The present invention relates to a system and a method for selectively applying a coating material onto a surface, and deals more particularly with a system providing a means for applying a dielectric material to surfaces situated adjacent to or on live, high voltage electrical terminals and bus work.
As is generally known, electrical power distribution systems utilize transformers which step up power to distribute it down line from the power source and subsequently utilize transformers to step down this power into usable voltage distributed to local communities and/or industries. These transformers generally provide three-phase power, with each transformer having a plurality of terminals extending outwardly, usually upwardly, from the body of the transformer to connect it with input and output lines. Each transformer is designed to have sufficient spacing between these terminals and between such terminals and ground source, to avoid what is commonly known as flashovers between differently phased terminals or between a single terminal and a source of ground potential. However, flashovers nevertheless sometimes unintentionally occur particularly when a small animal such as a squirrel leaps from one terminal to another or between a terminal and a source of ground. The flashover problem is substantially peculiar to transformers receiving input voltages ranging approximately between 14 kilovolts and 47 kilovolts. Flashovers in transformers receiving input voltages greater than 47 kilovolts do not occur very often since small animals seem to avoid such transformers, perhaps because of the strong electromagnetic flux generated around the transformer area by the increased voltage.
When a small animal creates a flashover in a transformer it becomes a conductor creating a short circuit usually causing the transformer to burn out. Loss of power to the area serviced by the transformer then occurs. Businesses effected are damaged by downtime or product spoilage, as in the case of a business selling refrigerated goods. In addition to these foreseeable damages, a further, more direct one is incurred when the transformer is replaced at a cost usually of millions of dollars. Moreover, replacement of the burnt-out transformer requires the utility company to switch and divert power to other transformers not normally servicing the area. Downtime for a single transformer not in use has been determined in some cases to cost a utility company approximately $7,000 per minute.
Different solutions have been tried to remedy the flashover problem in transformers. Fences have been erected around transformers but do not effectively enclose the transformers from animals since openings must be provided to allow access to the overhead lines. Another solution would be to manually insulate the terminal surfaces by utilizing workers who would cover the affected surfaces with insulation. Clearly, it is dangerous for workers to get close to live high voltage terminals since they are likely to be electrocuted. Thus, the transformers would have to be shut down in order that the workers be allowed to insulate. The cost, however, incurred by a utility company in disconnecting power to each transformer and subsequently insulating areas on each transformer affected by flashover is prohibitive.
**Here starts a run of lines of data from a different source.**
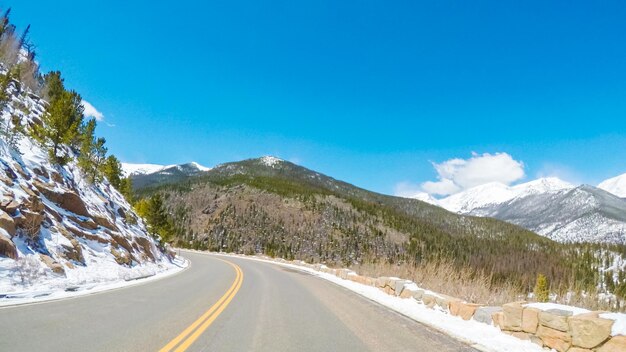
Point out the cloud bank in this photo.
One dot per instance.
(91, 111)
(456, 175)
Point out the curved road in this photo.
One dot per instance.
(219, 304)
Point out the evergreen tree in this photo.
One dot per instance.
(157, 218)
(112, 170)
(126, 189)
(61, 125)
(92, 157)
(542, 291)
(53, 85)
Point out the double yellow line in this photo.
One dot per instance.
(191, 333)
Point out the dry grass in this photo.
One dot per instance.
(446, 278)
(477, 287)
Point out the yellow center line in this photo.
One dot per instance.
(206, 319)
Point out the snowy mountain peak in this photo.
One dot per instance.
(615, 185)
(147, 169)
(497, 193)
(199, 167)
(542, 185)
(141, 169)
(270, 161)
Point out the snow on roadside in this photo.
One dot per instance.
(619, 325)
(80, 282)
(480, 336)
(548, 306)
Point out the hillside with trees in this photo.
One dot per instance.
(281, 209)
(64, 221)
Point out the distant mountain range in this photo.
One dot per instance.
(550, 207)
(271, 206)
(147, 175)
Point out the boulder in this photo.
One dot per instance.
(615, 344)
(512, 316)
(68, 200)
(466, 310)
(20, 170)
(28, 190)
(398, 286)
(521, 335)
(589, 331)
(555, 319)
(7, 181)
(443, 301)
(41, 172)
(381, 281)
(418, 294)
(7, 223)
(498, 319)
(9, 205)
(73, 252)
(29, 221)
(407, 293)
(56, 177)
(484, 314)
(146, 244)
(52, 264)
(429, 299)
(86, 223)
(530, 319)
(7, 248)
(559, 340)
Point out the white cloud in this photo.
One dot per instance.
(455, 175)
(91, 111)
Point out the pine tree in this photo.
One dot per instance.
(92, 152)
(112, 170)
(53, 85)
(542, 291)
(126, 189)
(158, 219)
(61, 125)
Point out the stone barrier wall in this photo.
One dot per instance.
(556, 329)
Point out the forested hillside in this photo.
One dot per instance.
(278, 208)
(64, 221)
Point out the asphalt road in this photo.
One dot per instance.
(215, 305)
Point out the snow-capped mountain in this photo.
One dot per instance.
(548, 206)
(615, 185)
(144, 175)
(130, 169)
(57, 229)
(494, 193)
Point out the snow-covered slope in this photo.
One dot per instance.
(148, 169)
(495, 193)
(140, 169)
(615, 185)
(548, 206)
(57, 231)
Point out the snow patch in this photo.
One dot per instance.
(615, 185)
(270, 161)
(478, 335)
(619, 325)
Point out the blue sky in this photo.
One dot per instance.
(370, 92)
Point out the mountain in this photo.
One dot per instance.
(615, 185)
(147, 175)
(57, 229)
(474, 199)
(272, 206)
(582, 214)
(549, 207)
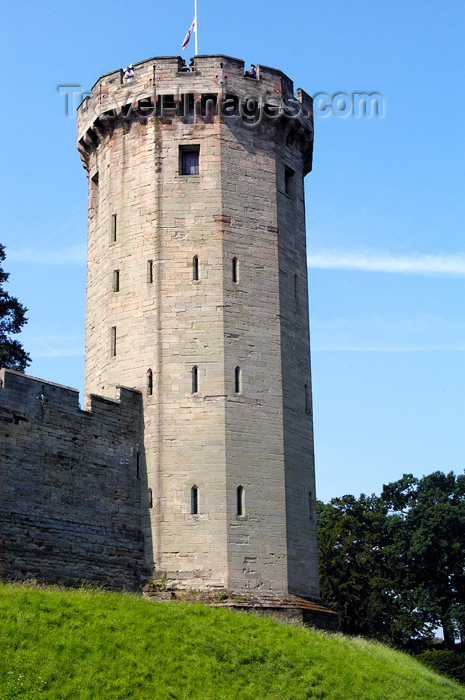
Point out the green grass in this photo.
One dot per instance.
(80, 644)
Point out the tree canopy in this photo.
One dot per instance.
(393, 566)
(12, 319)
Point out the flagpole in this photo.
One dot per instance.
(195, 19)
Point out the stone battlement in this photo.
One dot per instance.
(160, 87)
(70, 507)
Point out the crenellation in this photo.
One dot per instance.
(196, 259)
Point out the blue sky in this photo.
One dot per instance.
(385, 203)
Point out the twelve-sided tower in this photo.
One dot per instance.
(197, 296)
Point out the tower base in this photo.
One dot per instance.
(284, 608)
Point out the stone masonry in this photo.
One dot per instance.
(200, 474)
(205, 273)
(70, 493)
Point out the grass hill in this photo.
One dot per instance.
(87, 645)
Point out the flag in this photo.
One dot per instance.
(188, 35)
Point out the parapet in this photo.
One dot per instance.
(160, 88)
(21, 396)
(70, 506)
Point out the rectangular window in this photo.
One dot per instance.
(195, 380)
(189, 160)
(113, 341)
(113, 228)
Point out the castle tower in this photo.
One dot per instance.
(197, 296)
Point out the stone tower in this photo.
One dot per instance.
(197, 296)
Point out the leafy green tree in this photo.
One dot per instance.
(12, 319)
(360, 572)
(427, 523)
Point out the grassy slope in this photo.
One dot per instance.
(83, 644)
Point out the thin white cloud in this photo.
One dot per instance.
(75, 255)
(388, 334)
(452, 265)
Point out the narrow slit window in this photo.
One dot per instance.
(235, 270)
(189, 160)
(195, 268)
(195, 380)
(116, 280)
(94, 191)
(113, 228)
(240, 500)
(289, 181)
(308, 407)
(194, 500)
(237, 380)
(113, 341)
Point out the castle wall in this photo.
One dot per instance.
(70, 505)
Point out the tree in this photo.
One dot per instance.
(428, 527)
(360, 572)
(12, 319)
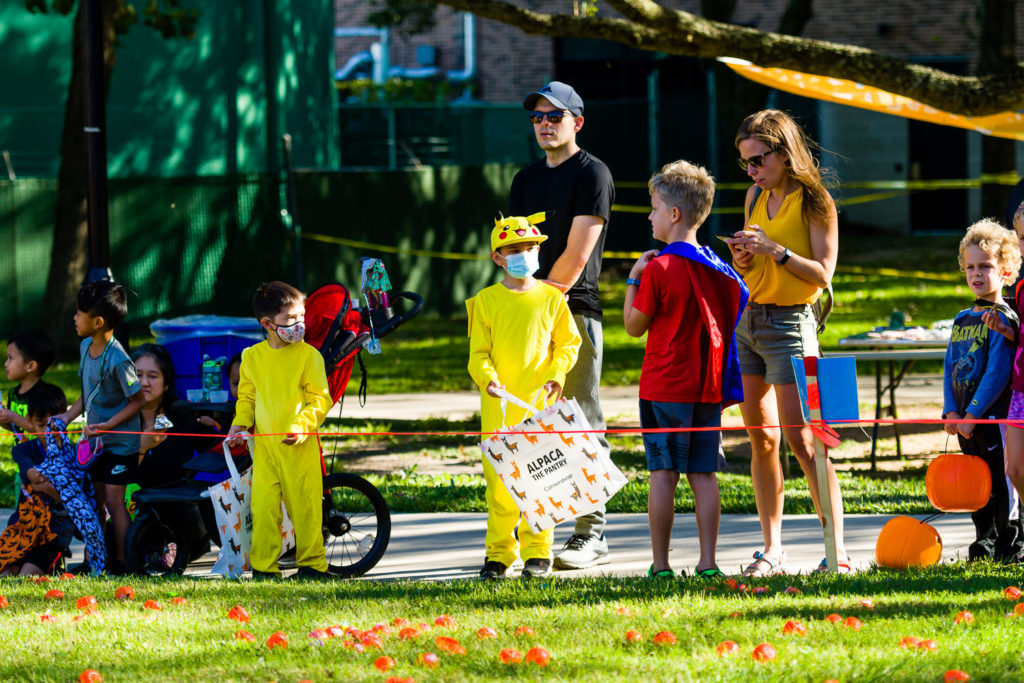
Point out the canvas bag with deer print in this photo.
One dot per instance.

Thus, flashover problems in transformers must be remedied by a system which services live transformers while preserving worker safety.
Accordingly, in the present invention, it is an object of the invention to provide a system which applies a dielectric coating material to surfaces situated adjacent to or on high voltage electrical terminals and bus work when the transformer is live and which coating covers and insulates these surfaces thus preventing the problem of flashover occurring between these surfaces.
Another object of the present invention is to provide an electrically insulated mobile application system having adjustable components which are capable of being assembled to correspond in height and dimension with differently sized transformers.
Yet a further object of the invention is to provide a system isolating liquified coating material being pumped to live transformer terminals, bus work or to a transformer top surface from potential ground or electrical sources.
Yet a further object of the present invention is to provide a system having numerous electrical isolation redundancies which insure system safety by a factor of at least two.